Confronté la même année à la rétention des notes, utilisée par les syndicalistes comme principal moyen de pression, Macky Sall avait réagi fermement : « Nous sommes obligés de prendre les mesures qu’impose la situation. On ne peut pas sacrifier l’avenir des enfants alors que l’État a tout donné. On ne peut pas continuer comme ça. (…) J’ai déjà instruit le gouvernement de prendre les dispositions pour assurer la disponibilité des notes pour l’ensemble des élèves du Sénégal. »

En 2018, il est revenu à la charge en évoquant une masse salariale explosive. En mai 2019, il s’est montré encore plus catégorique : « … pas la peine de demander des augmentations de salaires. Ce n’est pas possible. Nous n’avons pas les moyens d’augmenter les salaires aujourd’hui. Et nous ne le ferons pas. Il faut que cela soit clair. C’est absolument impossible », fulminait Macky Sall.

Malgré ces discours musclés, Macky Sall a fini par céder à certaines revendications syndicales, notamment celles des enseignants qui réclamaient justice et équité dans le traitement des fonctionnaires. En 2022, il a procédé à des augmentations substantielles des salaires des enseignants, avec des surplus nets allant de 150 000 à 350 000 F CFA selon les grades et catégories.

Sonko cédera-t-il à son tour ? Les syndicalistes sont mobilisés et déterminés à le faire plier. L’avenir en jugera.

Restitution des ponctions

Par ailleurs, les enseignants dénoncent depuis hier des retenues sur salaire pouvant atteindre 200 000 F CFA, voire plus, selon la presse récente. Là encore, rien de nouveau sous le soleil sénégalais. Sous Macky Sall, les grévistes ont subi plusieurs fois des retenues sur salaire pour fait de grève : en 2015, 2018, 2019 et 2022.
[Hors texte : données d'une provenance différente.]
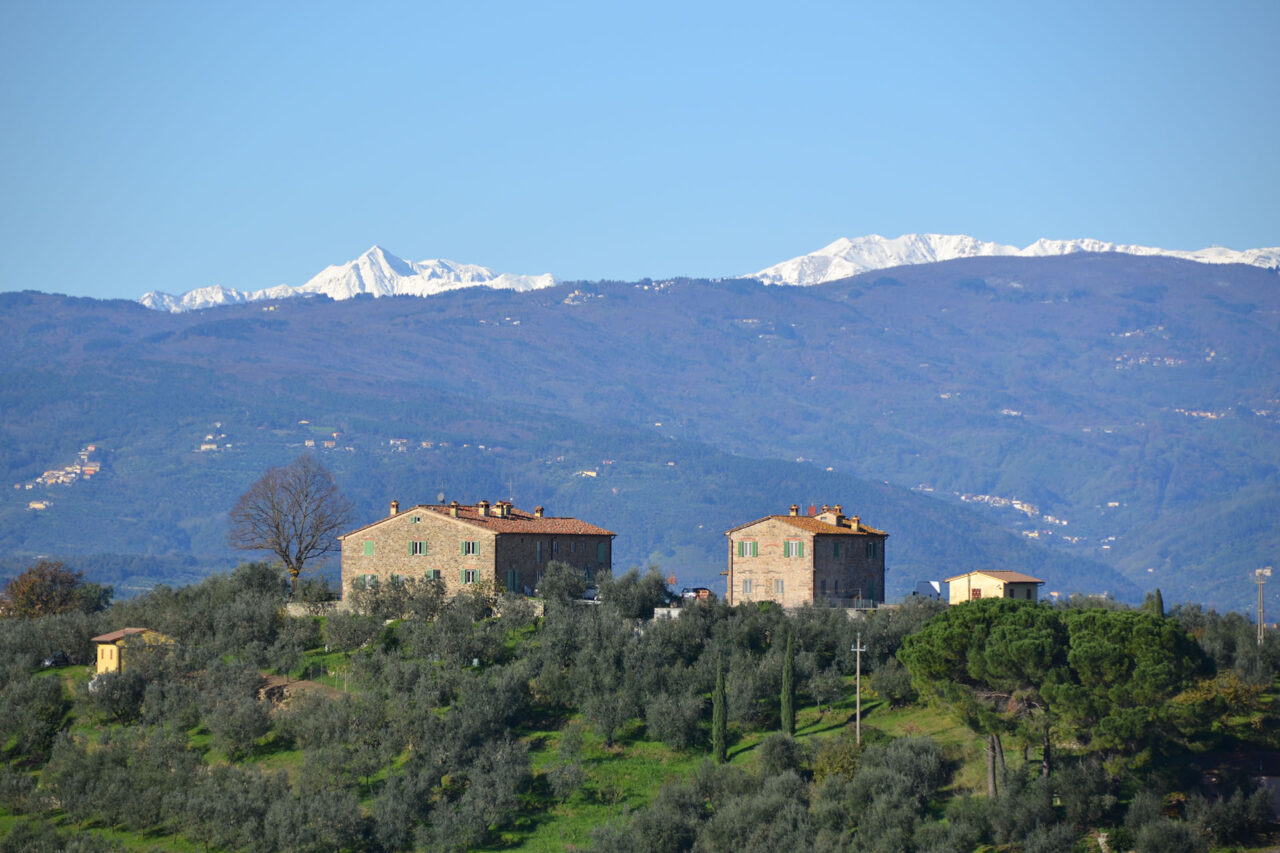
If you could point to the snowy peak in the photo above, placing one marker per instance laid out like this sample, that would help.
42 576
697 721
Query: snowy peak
846 258
375 273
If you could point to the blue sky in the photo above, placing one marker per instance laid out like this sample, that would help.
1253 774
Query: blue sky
177 145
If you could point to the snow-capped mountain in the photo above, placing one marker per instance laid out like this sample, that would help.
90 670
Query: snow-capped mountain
376 272
846 256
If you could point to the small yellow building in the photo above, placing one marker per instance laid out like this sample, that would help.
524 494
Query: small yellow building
112 646
992 584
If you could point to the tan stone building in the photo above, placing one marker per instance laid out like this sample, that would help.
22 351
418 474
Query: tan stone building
465 544
803 559
992 584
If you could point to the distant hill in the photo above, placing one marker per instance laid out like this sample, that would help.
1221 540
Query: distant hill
1107 422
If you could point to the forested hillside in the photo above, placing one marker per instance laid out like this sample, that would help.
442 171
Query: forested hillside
1102 411
419 723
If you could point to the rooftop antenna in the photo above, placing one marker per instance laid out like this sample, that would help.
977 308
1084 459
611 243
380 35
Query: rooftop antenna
858 714
1260 578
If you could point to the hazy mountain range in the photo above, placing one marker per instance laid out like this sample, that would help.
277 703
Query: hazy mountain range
1107 422
379 273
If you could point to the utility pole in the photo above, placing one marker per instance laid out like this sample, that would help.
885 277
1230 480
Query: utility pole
858 714
1260 576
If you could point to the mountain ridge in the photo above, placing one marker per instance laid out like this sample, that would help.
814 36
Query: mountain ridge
376 273
379 273
845 258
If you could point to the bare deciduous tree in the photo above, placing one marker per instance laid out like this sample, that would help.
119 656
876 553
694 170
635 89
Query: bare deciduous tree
295 511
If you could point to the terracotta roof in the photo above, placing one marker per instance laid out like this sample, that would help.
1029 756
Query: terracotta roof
516 521
810 524
118 635
1008 576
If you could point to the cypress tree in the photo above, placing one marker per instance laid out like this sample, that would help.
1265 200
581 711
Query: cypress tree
720 723
789 689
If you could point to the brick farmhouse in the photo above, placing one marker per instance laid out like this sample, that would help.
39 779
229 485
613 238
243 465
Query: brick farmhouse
799 559
464 544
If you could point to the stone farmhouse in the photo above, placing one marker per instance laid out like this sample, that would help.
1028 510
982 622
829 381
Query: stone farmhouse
462 544
798 560
993 584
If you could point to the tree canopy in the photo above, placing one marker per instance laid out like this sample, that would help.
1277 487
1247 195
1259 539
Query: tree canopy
49 588
293 511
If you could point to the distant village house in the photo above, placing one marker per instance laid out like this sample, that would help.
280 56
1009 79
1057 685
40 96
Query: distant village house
993 584
115 647
464 544
798 560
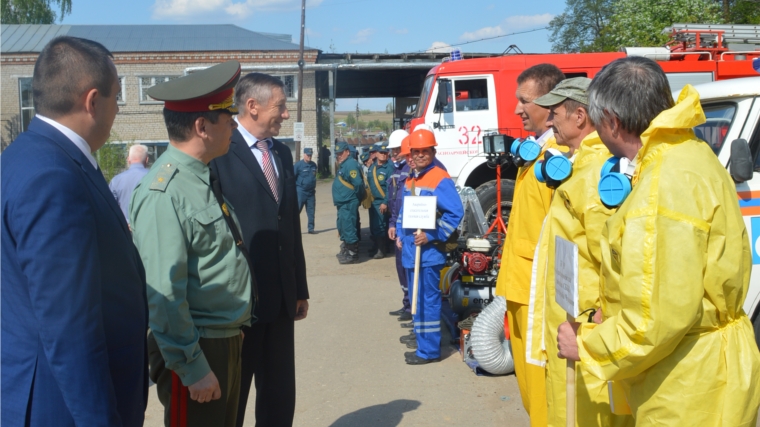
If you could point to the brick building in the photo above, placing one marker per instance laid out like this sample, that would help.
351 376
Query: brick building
147 54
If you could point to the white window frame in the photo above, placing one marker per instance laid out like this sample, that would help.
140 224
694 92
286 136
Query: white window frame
21 103
123 92
164 78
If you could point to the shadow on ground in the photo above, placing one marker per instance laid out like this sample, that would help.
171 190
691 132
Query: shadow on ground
387 415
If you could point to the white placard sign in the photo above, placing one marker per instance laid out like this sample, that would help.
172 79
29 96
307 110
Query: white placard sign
566 275
419 212
298 131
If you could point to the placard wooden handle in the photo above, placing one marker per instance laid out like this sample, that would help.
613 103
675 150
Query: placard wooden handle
416 276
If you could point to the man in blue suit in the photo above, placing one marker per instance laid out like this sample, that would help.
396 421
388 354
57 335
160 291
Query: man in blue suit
74 312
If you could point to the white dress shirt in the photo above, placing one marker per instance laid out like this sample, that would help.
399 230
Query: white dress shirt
80 143
251 141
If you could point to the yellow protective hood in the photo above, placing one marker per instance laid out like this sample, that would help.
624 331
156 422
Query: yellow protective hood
672 126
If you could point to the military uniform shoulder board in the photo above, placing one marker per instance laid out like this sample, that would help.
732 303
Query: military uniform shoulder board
163 176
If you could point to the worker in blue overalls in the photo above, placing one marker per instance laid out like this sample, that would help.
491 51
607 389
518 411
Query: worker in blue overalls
306 185
378 175
428 179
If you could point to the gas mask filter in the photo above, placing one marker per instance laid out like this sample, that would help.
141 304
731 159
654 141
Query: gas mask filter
524 150
615 181
553 169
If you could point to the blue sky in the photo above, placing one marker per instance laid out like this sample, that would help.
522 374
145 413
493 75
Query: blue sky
347 26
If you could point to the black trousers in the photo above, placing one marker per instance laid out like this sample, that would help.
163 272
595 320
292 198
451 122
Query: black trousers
269 357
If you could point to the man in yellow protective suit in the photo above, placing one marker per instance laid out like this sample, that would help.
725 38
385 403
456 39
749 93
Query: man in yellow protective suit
530 204
576 214
675 264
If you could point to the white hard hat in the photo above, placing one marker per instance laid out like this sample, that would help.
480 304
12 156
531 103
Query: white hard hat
398 135
423 126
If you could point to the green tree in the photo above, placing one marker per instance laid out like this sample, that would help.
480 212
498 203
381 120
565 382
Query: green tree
741 11
608 25
581 27
640 22
32 11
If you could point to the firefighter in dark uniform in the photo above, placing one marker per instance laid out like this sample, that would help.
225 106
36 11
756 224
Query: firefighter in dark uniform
306 185
377 177
347 191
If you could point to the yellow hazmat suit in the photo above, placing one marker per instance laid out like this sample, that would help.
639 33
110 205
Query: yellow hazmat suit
675 272
576 214
530 203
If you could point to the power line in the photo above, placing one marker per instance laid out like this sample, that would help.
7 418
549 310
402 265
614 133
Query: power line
489 38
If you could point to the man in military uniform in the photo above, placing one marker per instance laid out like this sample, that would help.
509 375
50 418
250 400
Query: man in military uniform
306 185
365 162
348 191
377 177
199 282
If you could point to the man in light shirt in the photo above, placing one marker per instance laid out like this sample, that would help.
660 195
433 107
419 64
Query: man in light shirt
123 184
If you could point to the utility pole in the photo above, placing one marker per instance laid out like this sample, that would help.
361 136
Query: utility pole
300 76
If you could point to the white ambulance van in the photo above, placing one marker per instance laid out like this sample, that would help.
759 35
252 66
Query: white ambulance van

La première fois, Macky Sall s’était montré conciliant. Interpellé en 2015 sur le sujet par Mademba Sock, qui sollicitait l’indulgence, le président Sall avait répondu : « Avant de faire preuve de clémence, il faut d’abord que les cours reprennent, cela doit au moins être clair. Quand le mot d’ordre sera levé, nous pourrons examiner en toute sérénité la demande. »

En réalité, les retenues ont presque toujours été restituées après des négociations. Mais en 2023, à la suite des efforts conséquents consentis en faveur des enseignants, Macky Sall s’est radicalisé : « Désormais, la loi sera appliquée dans toute sa rigueur : un jour de grève équivaut à un jour sans salaire. »

Ousmane Sonko devra également faire face à cette question brûlante. Reste à savoir si « le gardien de la révolution » adoptera la même ligne que son prédécesseur.